Così ieri a Milano Salvini ha potuto riempirsi la bocca di slogan nazionalisti per far passare il suo vero programma, che è il taglio della pressione fiscale per i milionari e le loro corporation (spesso straniere), come vogliono il libero mercato, Macron e gli americani. Ancora trent’anni fa nessuno gli avrebbe dato retta perché l’alternativa di sinistra (ma anche democristiana) era un nazionalismo statalista oltre che assistenzialista. Però ieri radicali, piddini e stampelle sono scesi in piazza contro Salvini non per denunciarne il liberismo ma per invocare un golpe che liquidi il governo “fascista e razzista di Di Maio e Salvini” e per chiedere l’apertura delle frontiere a un’immigrazione incontrollata e senza limiti. Spostando inevitabilmente (e intenzionalmente) il discorso dalla questione dello stato sociale a quella dell’identità culturale.
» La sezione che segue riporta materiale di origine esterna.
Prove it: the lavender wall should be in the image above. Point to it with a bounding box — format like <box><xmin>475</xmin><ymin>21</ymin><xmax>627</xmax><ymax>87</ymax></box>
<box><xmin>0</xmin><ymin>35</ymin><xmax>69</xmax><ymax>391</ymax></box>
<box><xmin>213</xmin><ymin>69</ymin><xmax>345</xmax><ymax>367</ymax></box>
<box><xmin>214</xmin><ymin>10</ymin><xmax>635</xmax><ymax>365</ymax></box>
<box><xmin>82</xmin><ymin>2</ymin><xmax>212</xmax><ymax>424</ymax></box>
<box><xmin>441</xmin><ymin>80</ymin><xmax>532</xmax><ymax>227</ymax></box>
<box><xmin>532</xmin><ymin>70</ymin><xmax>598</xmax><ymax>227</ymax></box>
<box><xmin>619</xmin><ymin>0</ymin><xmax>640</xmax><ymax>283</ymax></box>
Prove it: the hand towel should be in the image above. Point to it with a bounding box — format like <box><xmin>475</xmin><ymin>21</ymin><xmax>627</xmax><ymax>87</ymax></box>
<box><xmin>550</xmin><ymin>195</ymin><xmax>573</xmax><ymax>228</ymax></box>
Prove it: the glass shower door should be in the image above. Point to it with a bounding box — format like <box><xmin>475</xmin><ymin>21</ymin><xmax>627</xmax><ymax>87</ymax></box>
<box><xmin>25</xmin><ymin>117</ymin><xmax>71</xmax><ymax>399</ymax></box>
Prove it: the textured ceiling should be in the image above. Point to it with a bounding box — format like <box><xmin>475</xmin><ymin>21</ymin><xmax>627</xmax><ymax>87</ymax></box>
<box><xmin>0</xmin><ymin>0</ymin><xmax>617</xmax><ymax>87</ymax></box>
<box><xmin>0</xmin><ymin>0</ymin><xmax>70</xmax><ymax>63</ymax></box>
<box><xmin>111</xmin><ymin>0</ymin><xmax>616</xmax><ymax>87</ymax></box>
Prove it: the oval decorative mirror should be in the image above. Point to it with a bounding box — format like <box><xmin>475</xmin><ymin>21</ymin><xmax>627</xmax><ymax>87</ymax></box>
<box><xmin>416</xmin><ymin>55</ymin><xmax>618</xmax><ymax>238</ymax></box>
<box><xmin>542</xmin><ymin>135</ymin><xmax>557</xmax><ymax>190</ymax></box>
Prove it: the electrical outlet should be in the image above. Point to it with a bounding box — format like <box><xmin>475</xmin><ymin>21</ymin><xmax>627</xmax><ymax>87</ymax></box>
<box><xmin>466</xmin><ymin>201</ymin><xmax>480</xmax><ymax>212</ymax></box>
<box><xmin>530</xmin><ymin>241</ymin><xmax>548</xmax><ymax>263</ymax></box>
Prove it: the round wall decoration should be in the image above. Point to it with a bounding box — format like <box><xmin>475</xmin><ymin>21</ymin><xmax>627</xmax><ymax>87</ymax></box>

Il grande merito del M5S non è solo aver iniziato un ciclo di riforme che ha fermato la deriva delle privatizzazioni e del lobbismo come pratica istituzionale; è anche aver contenuto la Lega. Li voto perché ne condivido il programma sociale ed economico e perché difendono la sovranità italiana e gli interessi del popolo italiano, come imposto dalla Costituzione. Ma c’è un pericolo. Se la corrente cattogrillina riuscisse a spostare il baricentro del movimento su posizioni globaliste e in sostanza la scelta secca fosse fra il liberismo terzomondista della pseudo-sinistra e il liberismo nazionalista della destra, dovrei scegliere il secondo. Per un motivo semplice: a livello locale e nazionale le rivolte e le rivoluzioni sono sempre possibili, perché in un pianeta frammentato si troveranno alleati; dal possibile impero universale del neocapitalismo non ci sarà invece uscita. In regime di deregulation totale la macchina finanziaria di multinazionali come Amazon, Apple, Uber, più la macchina mediatica dei network televisivi, più la macchina militare americana, con i suoi drone e se servissero le sue bombe atomiche, sarebbero imbattibili. Scordatevi il Vietnam, che combatté una guerra nazionalista in un mondo diviso in blocchi. E fate invece caso al fatto che dal liberismo finora nessun popolo è riuscito a liberarsi. O la sinistra (qui intesa come opposizione al liberismo) sarà popolare e nazionale, o non sarà.